Strade legislative per obbiettivi più ambiziosi appaiono impercorribili. Quella della ineleggibilità sembra contraddetta dal senso comune: come si fa a dichiarare ineleggibile chi prende la maggioranza del voto degli elettori?
Quella dell’obbligo a vendere è da molti ritenuta non costituzionale; lo riconobbe lo stesso governo di centro sinistra con la legge Ciampi sulle fondazioni bancarie, che, proprio per questa ragione, non contiene norme cogenti, ma solo incentivi. Comunque il centro sinistra ha ritenuto (secondo me saggiamente) di non percorrere questa strada quando era al governo; e oggi che è all’opposizione, è bizzarro pretendere che il presidente del consiglio faccia votare dalla sua maggioranza una legge che gli ordina di dismettere una sua proprietà.
Quella del referendum è rischiosa; e poi, si abroga una legge per i suoi effetti indesiderati, mentre qui la si vorrebbe eliminare per quello che non fa, e cioè risolvere il conflitto di interessi televisivo.
“Lei ritiene compatibile che un grande imprenditore, proprietario anche di media, sia allo stesso tempo capo del governo? ” ha chiesto Paolo Valentino del Corriere della Sera a Gerhard Schroeder.
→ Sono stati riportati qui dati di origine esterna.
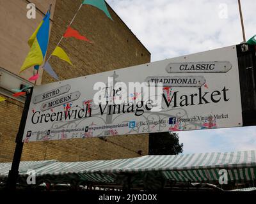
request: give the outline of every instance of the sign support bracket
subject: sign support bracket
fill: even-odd
[[[30,101],[31,99],[33,87],[30,87],[26,95],[26,101],[21,117],[19,131],[16,136],[16,147],[14,152],[13,159],[12,163],[11,170],[9,171],[8,177],[6,182],[6,188],[8,190],[15,190],[17,182],[19,178],[19,167],[20,165],[21,155],[22,153],[23,144],[22,137],[27,120]]]

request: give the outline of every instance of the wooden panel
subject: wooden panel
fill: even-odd
[[[241,45],[237,45],[239,71],[241,98],[244,126],[256,125],[256,59],[254,46],[242,52]]]

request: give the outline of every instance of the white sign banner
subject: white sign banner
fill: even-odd
[[[23,142],[242,126],[230,46],[36,86]]]

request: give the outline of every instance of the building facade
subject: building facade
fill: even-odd
[[[46,59],[56,47],[81,4],[81,0],[0,1],[0,162],[10,162],[24,106],[24,97],[13,98],[12,89],[31,84],[28,78],[33,68],[19,73],[29,52],[27,41],[35,30],[49,5],[52,4],[51,34]],[[27,5],[36,7],[35,19],[28,19]],[[92,43],[74,38],[64,38],[60,46],[69,56],[73,66],[55,56],[50,64],[60,80],[65,80],[106,71],[144,64],[150,54],[116,13],[108,5],[113,21],[89,5],[83,5],[72,27]],[[6,24],[8,22],[8,24]],[[40,69],[37,85],[56,81]],[[134,73],[136,74],[136,73]],[[57,159],[63,161],[128,158],[148,154],[147,135],[112,136],[65,140],[30,142],[24,145],[22,160]]]

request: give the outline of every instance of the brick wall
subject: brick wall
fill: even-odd
[[[56,1],[48,56],[80,4],[81,0]],[[150,62],[150,53],[109,8],[109,11],[113,21],[100,10],[91,6],[83,6],[72,27],[93,43],[74,38],[61,41],[60,46],[66,51],[74,67],[52,57],[49,62],[60,80]],[[54,78],[44,72],[42,84],[53,81]],[[1,113],[4,115],[0,125],[0,162],[10,161],[12,159],[23,106],[12,99],[8,101],[17,105],[4,101],[0,106]],[[139,150],[142,155],[148,154],[148,140],[147,135],[140,135],[113,136],[105,140],[91,138],[31,142],[24,144],[22,160],[76,161],[137,157],[140,156]]]

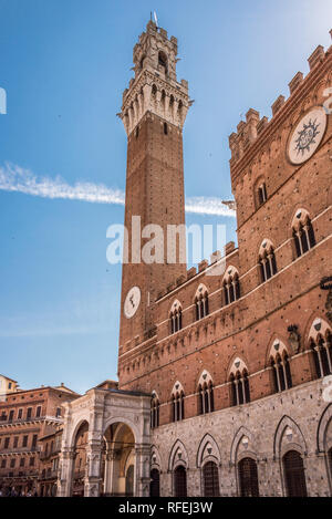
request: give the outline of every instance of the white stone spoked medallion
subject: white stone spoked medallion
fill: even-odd
[[[128,291],[125,303],[124,303],[124,314],[127,319],[132,319],[141,303],[141,290],[138,287],[133,287]]]
[[[318,149],[326,129],[328,115],[323,106],[315,106],[301,118],[293,131],[288,156],[292,164],[302,164]]]

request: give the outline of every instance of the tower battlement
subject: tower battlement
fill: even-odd
[[[177,39],[153,21],[139,37],[133,52],[135,77],[123,93],[118,116],[129,135],[143,116],[151,112],[180,129],[191,105],[188,82],[177,81]]]
[[[332,38],[332,30],[330,31]],[[324,51],[322,45],[319,45],[313,53],[309,56],[308,63],[310,72],[304,79],[302,72],[298,72],[289,83],[290,96],[288,100],[283,95],[279,95],[274,103],[271,105],[272,118],[269,121],[268,117],[260,117],[259,112],[250,108],[246,114],[246,122],[240,121],[237,126],[237,132],[234,132],[229,136],[229,147],[231,150],[230,166],[231,168],[237,167],[241,158],[246,155],[247,150],[251,145],[257,142],[264,131],[272,126],[274,120],[279,116],[282,108],[293,101],[295,96],[301,95],[301,90],[305,87],[307,82],[310,81],[312,75],[315,73],[318,68],[328,60],[332,54],[332,46]]]

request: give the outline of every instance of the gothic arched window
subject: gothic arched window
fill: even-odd
[[[270,355],[274,392],[281,393],[290,390],[292,387],[292,375],[287,347],[281,341],[276,340]]]
[[[187,471],[181,465],[174,470],[175,497],[187,497]]]
[[[332,341],[331,335],[326,339],[318,335],[317,340],[311,340],[311,351],[314,359],[317,378],[332,374]]]
[[[165,70],[165,74],[167,74],[167,72],[168,72],[167,55],[163,51],[159,51],[159,53],[158,53],[158,65],[162,66]]]
[[[257,195],[258,195],[258,204],[262,206],[268,199],[267,185],[264,181],[258,186]]]
[[[185,392],[177,382],[172,392],[172,419],[173,422],[180,422],[185,419]]]
[[[183,328],[183,309],[178,301],[175,301],[170,309],[170,333],[177,333]]]
[[[153,468],[151,471],[149,496],[160,496],[160,474],[157,468]]]
[[[298,258],[315,246],[313,227],[309,212],[300,209],[292,222],[293,239]]]
[[[225,304],[230,304],[241,297],[239,273],[234,267],[229,267],[222,282]]]
[[[241,497],[259,497],[257,463],[243,458],[238,463]]]
[[[196,321],[206,318],[209,314],[209,294],[204,284],[198,287],[195,295]]]
[[[297,450],[289,450],[282,458],[288,497],[307,497],[303,459]]]
[[[214,461],[208,461],[203,467],[204,497],[219,497],[219,473]]]
[[[264,240],[259,250],[261,281],[264,283],[278,271],[274,250],[270,240]]]
[[[238,367],[237,367],[238,366]],[[250,385],[247,367],[237,360],[229,376],[231,388],[231,405],[234,407],[250,402]]]
[[[214,384],[204,381],[198,385],[198,414],[205,415],[215,411]]]
[[[153,393],[153,397],[151,401],[151,428],[155,429],[159,427],[159,399],[155,393]]]

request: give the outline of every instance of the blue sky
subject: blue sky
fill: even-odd
[[[106,262],[106,229],[124,208],[50,196],[61,183],[65,193],[77,183],[125,188],[115,114],[153,10],[178,38],[178,79],[195,100],[188,199],[231,196],[228,135],[241,114],[270,116],[314,48],[331,43],[330,0],[0,0],[0,373],[22,387],[84,392],[116,377],[121,267]],[[44,197],[13,191],[42,178]],[[190,212],[187,222],[225,224],[235,238],[228,216]]]

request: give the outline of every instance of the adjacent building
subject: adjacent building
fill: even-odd
[[[4,377],[6,381],[14,383]],[[62,405],[80,395],[65,387],[42,386],[34,390],[12,387],[0,399],[0,488],[6,492],[39,494],[45,480],[40,478],[40,440],[59,430]],[[54,443],[54,448],[59,443]],[[43,453],[44,456],[44,453]],[[42,469],[43,470],[43,469]],[[52,471],[54,480],[56,467]],[[54,494],[54,489],[53,489]]]
[[[176,38],[148,22],[133,61],[129,251],[185,222],[191,105]],[[229,137],[238,247],[123,266],[118,386],[64,404],[58,495],[331,496],[332,46],[309,66]]]

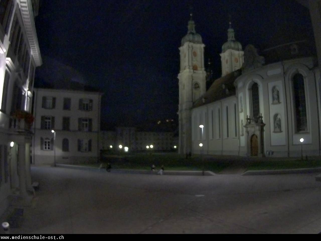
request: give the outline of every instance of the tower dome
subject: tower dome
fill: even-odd
[[[222,53],[224,53],[228,49],[233,49],[237,51],[242,51],[242,45],[235,40],[234,30],[232,28],[231,22],[230,22],[230,28],[227,30],[227,42],[222,46]]]
[[[187,28],[188,30],[187,34],[182,39],[182,45],[184,45],[185,43],[189,42],[194,43],[202,44],[202,37],[198,33],[196,33],[195,31],[195,23],[192,19],[193,14],[191,13],[191,19],[188,21],[188,25]]]

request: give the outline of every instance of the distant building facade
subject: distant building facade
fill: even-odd
[[[42,63],[35,26],[39,1],[0,1],[0,216],[9,196],[32,195],[30,113],[36,67]]]
[[[35,88],[32,163],[97,161],[102,93]],[[52,130],[55,132],[53,133]]]
[[[175,150],[174,147],[177,148],[178,146],[178,137],[174,132],[169,130],[155,128],[144,130],[133,127],[118,127],[115,129],[115,131],[100,132],[101,149],[118,150],[121,145],[123,148],[128,147],[130,151],[141,151],[146,150],[147,146],[152,145],[153,150],[161,151]]]

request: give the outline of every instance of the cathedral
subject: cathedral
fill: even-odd
[[[243,50],[230,23],[220,54],[221,77],[207,90],[205,45],[192,14],[187,27],[179,48],[180,153],[320,155],[320,73],[304,40],[260,56],[253,45]]]

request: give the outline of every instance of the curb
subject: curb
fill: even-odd
[[[104,168],[100,169],[97,167],[91,166],[83,166],[61,164],[56,164],[56,166],[58,167],[78,170],[90,170],[96,172],[104,171],[106,172]],[[147,170],[141,170],[137,169],[112,169],[111,171],[111,173],[128,173],[134,174],[149,174],[150,175],[157,175],[158,172],[158,171],[156,171],[152,172]],[[177,176],[202,176],[202,172],[201,171],[165,171],[164,172],[163,174]],[[216,174],[210,171],[206,171],[204,172],[204,176],[210,176],[216,175]]]
[[[252,176],[259,175],[278,175],[279,174],[292,174],[301,173],[314,173],[321,172],[321,167],[304,168],[298,169],[284,169],[278,170],[265,170],[262,171],[247,171],[242,176]]]
[[[316,177],[316,181],[318,182],[321,182],[321,174],[318,175]]]

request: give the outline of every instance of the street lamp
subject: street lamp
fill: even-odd
[[[303,152],[302,151],[302,147],[303,146],[303,142],[304,141],[304,139],[301,138],[300,139],[300,142],[301,143],[301,160],[303,160]]]
[[[200,128],[202,129],[202,139],[203,139],[203,128],[204,128],[204,125],[200,125]],[[199,145],[200,146],[202,147],[202,162],[203,164],[203,175],[204,175],[204,157],[203,156],[203,144],[202,143],[200,143]]]
[[[51,130],[51,132],[54,133],[54,161],[55,162],[55,166],[56,166],[56,132],[53,130]]]

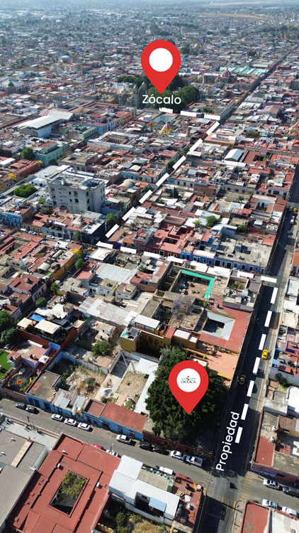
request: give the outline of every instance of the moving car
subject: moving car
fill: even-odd
[[[150,442],[146,442],[146,441],[140,442],[139,447],[142,448],[142,450],[149,450],[152,451],[152,444]]]
[[[185,461],[190,465],[194,465],[194,466],[202,466],[203,462],[201,457],[197,457],[197,456],[187,456]]]
[[[109,453],[111,456],[114,456],[114,457],[120,457],[118,453],[116,453],[116,452],[113,451],[113,450],[105,450],[105,451],[106,453]]]
[[[180,461],[185,461],[186,459],[186,453],[183,453],[181,451],[176,451],[176,450],[172,450],[170,452],[170,456],[173,457],[174,459],[179,459]]]
[[[64,424],[67,424],[68,426],[77,426],[77,421],[74,419],[65,419]]]
[[[263,485],[266,485],[266,487],[269,487],[269,488],[273,488],[276,490],[280,490],[281,488],[281,485],[277,483],[277,481],[274,481],[271,479],[264,479],[263,481]]]
[[[25,409],[26,409],[26,404],[23,404],[22,402],[18,402],[16,404],[15,407],[17,407],[18,409],[23,409],[23,411],[25,411]]]
[[[286,512],[287,515],[291,515],[292,517],[298,517],[298,513],[297,512],[295,509],[290,509],[290,507],[281,507],[281,510],[283,512]]]
[[[33,405],[28,405],[26,407],[26,411],[28,411],[28,413],[38,413],[36,407],[34,407]]]
[[[80,422],[80,424],[78,424],[78,427],[79,429],[84,429],[84,431],[90,431],[91,426],[89,424],[85,424],[84,422]]]
[[[268,350],[263,350],[261,352],[261,359],[268,359]]]
[[[278,504],[276,502],[271,502],[271,500],[262,500],[261,505],[264,507],[273,507],[273,509],[278,508]]]
[[[296,489],[294,487],[283,487],[283,490],[286,494],[289,494],[290,496],[295,496],[295,497],[299,497],[299,489]]]
[[[122,435],[121,434],[118,435],[116,440],[119,442],[123,442],[124,444],[132,444],[132,438],[128,437],[126,435]]]
[[[246,381],[246,376],[244,374],[242,374],[239,378],[239,385],[244,385]]]
[[[57,420],[57,422],[63,422],[64,421],[64,419],[60,414],[52,414],[51,419]]]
A questa “domanda che pongono i giornalisti di tutto il mondo”, il cancelliere ha risposto che “in Germania una situazione del genere sarebbe difficilmente immaginabile”, ma che “questa questione deve essere decisa in Italia”.
Decisa dagli elettori, quando saranno chiamati nuovamente a scegliere da chi essere governati. Non decisa in modo nominalistico come vuole la maggioranza, pretendendo che il problema non esiste; non decisa in modo giacobino come vorrebbe una parte dell’opposizione, esigendo che venga tagliata in radice.
La soluzione vera andrà cercata altrove, in una riforma dell’intero sistema televisivo. Ma per stare nel tema di cui qui si parla, una cosa intanto si dovrebbe fare, una cosa indispensabile per avviare quella riforma: eliminare il conflitto di interessi in capo a maggioranza e opposizione. Invece che lottizzare la RAI, venderla.